Surgeons at the Cleveland Clinic just completed the first U.S. uterus transplant on February 24—a big deal for women who were either born without a uterus or have had theirs removed. Why? They can finally have babies.
Lindsey, the 26-year-old who received the 9-hour surgery, had been told at age 16 that she could never get pregnant, according to The Guardian.
"From that moment on, I have prayed that God would allow me the opportunity to experience pregnancy," she told The Guardian. "Here we are today at the beginning of that journey."
Lindsey is the first of 10 women who will receive a uterus transplant, attempt to become pregnant through in-vitro fertilization (IVF), and give birth via C-section as part of a clinical trial with the Cleveland Clinic.
She'll need to stay at the clinic for one to two months post-surgery and then return home to a relatively normal life. One year after the transplant, Lindsey can attempt to get pregnant. It's possible that the uterus will be rejected during the pregnancy, according to the Cleveland Clinic, but success stories from Sweden give hope that Lindsey can become a mom. There, the procedure has already been done successfully—nine women have had transplants and four have resulted in healthy babies, according to the Cleveland Clinic.
If Lindsey's transplant and pregnancy is successful, it could mean that women previously told they were permanently infertile will have the chance to carry their own babies, rather than resorting to a surrogate or adoption. Science can be pretty amazing. But making it possible for women to bring new life into the world? That's the ultimate win.

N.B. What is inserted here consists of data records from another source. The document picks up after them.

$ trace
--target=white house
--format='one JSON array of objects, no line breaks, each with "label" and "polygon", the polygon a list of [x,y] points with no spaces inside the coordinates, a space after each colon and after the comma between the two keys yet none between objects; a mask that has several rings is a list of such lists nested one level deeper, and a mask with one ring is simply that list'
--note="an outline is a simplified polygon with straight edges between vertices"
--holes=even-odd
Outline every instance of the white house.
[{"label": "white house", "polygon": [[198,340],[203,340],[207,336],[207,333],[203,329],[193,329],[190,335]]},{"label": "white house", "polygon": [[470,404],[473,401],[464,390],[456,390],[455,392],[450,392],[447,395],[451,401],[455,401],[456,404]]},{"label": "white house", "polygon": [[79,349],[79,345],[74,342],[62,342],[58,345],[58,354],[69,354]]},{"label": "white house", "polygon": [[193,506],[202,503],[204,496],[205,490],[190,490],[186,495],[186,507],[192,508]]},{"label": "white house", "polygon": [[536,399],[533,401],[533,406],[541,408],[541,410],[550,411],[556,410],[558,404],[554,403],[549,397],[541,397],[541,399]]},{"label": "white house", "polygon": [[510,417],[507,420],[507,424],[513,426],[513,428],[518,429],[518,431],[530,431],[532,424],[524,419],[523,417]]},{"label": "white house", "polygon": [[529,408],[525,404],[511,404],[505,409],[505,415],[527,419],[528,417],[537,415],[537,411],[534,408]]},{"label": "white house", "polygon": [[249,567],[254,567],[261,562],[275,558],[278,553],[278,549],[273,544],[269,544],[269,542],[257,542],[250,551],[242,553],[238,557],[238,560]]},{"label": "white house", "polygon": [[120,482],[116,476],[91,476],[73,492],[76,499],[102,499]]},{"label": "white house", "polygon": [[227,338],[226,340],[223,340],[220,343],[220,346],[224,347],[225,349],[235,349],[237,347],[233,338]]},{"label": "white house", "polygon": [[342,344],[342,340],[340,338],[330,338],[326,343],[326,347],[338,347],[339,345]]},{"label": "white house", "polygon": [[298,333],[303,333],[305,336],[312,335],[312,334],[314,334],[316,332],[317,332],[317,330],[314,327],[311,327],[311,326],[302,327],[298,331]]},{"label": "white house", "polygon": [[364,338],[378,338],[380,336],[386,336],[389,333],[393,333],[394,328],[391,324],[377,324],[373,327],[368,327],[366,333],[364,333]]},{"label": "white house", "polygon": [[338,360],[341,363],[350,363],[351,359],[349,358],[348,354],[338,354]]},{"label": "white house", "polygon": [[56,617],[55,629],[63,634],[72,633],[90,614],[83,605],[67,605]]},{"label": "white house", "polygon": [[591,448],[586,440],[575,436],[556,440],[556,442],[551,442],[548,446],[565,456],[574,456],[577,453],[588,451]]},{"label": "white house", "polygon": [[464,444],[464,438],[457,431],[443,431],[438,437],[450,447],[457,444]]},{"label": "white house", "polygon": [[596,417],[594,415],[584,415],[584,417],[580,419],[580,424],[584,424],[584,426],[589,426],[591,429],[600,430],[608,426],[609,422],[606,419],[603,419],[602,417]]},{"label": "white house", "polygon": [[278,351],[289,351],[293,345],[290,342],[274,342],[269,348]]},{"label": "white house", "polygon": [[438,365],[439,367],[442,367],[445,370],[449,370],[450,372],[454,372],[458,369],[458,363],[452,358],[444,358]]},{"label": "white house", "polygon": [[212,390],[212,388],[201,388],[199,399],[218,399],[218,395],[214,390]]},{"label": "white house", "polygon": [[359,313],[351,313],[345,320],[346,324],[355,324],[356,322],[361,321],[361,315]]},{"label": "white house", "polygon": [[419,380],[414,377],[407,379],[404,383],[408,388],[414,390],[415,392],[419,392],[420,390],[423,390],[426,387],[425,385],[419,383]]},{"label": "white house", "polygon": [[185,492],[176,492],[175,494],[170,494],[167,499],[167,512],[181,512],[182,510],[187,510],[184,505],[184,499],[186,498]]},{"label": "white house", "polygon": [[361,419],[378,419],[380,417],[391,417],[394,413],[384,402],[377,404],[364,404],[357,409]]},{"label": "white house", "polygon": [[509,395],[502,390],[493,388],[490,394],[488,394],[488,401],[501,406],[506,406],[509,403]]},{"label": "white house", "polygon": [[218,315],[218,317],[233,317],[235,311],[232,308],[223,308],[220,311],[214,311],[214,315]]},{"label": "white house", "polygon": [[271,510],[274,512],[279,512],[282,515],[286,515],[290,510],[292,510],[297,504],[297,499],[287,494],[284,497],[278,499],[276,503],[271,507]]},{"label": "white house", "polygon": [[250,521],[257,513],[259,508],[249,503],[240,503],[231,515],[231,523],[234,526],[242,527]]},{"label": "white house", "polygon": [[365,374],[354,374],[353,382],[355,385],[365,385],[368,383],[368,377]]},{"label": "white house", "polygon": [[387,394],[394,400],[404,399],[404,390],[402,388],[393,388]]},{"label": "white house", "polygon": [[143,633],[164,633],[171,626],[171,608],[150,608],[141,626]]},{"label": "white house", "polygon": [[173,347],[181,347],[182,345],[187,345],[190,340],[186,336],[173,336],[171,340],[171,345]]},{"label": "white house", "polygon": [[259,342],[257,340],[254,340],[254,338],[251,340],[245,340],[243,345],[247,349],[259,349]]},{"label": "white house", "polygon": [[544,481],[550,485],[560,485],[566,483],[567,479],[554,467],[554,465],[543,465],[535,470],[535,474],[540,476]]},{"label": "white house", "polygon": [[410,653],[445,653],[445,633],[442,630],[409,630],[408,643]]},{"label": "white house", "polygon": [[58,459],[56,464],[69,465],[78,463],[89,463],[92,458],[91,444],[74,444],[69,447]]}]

UPDATE 3/9: On Tuesday—just one day after the news conference discussing Lindsey's possibility of pregnancy—she developed a serious complication and had to have the uterus surgically removed, according to Eileen Sheil, a spokeswoman for the Cleveland Clinic, as reported by the New York Times. According to Sheil, Lindsey is recovering well from the second operation and pathologists are analyzing the organ to determine what went wrong with the transplant. The nature of the complication has not been specified, but Lindsey, who was born without a uterus, was just the first of 10 women to undergo this experimental procedure at the Cleveland Clinic.